The first picture was taken on April 16, 2010, 20h33 local time. The picture was taken with an Olympus E-500 with a 40-150 lens operating at 92 mm f/7.1. The exposure time was 0.5 seconds at ISO 400. (Thank you, Exif data!)

The second picture was taken on December 31, 2010, 7h31 local time. Same camera, same lens, but operating at 55 mm f/7.1. Exposed for 5 seconds at ISO 200.

Wednesday, 14 December 2011

Clouded out: lunar eclipse

On December 10, 2011 a lunar eclipse occurred. In the Netherlands, the partial eclipsed Moon raised around 16h30 local time above the horizon. To witness this event, a clear sight on the north-eastern horizon was necessary. Therefore I decided to go to the public observatory of Rijswijk that is situated at the 13th floor of an apartment building.

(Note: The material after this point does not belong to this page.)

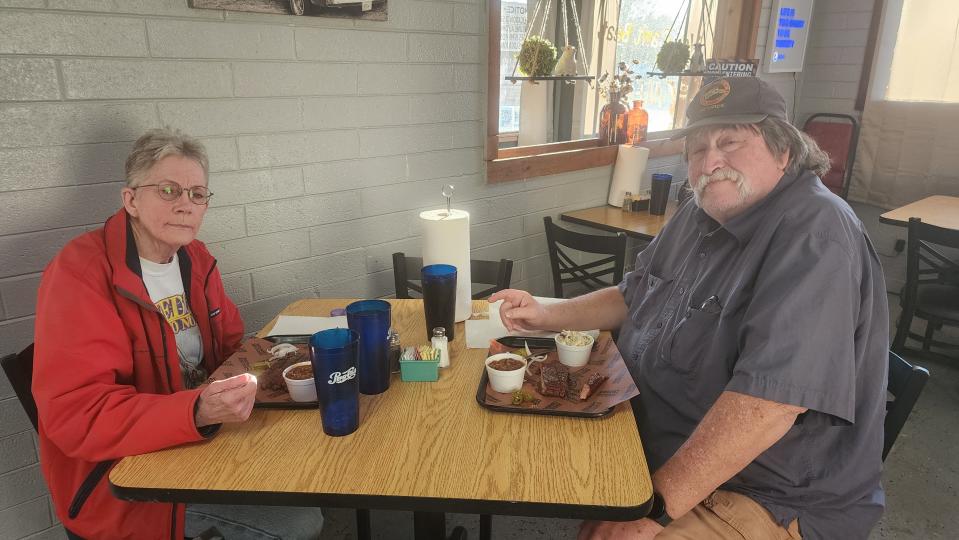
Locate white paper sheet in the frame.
[466,296,599,349]
[268,315,349,336]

I witnessed the Moon raising above the horizon, but soon after that, it disappeared behind the clouds. I did however manage to capture an interesting conjunction of the Moon and Saturn.

Did you know that when you live in the Netherlands, you live in one of the most light polluted areas on Earth? Look how much light the clouds reflect in the following picture. The bright "star" in this image is planet Jupiter.

First post

Today I decided to start a blog as an interactive extension of my personal website. On this blog I will share my astronomical adventures.

For a trip to La Palma I recently acquired a second hand modified Vixen Photoguider. This is a small equatorial tracking mount on which two cameras (or a camera and a guidescope) can be mounted. It enables me to track the stars and compensate for the Earth's rotation.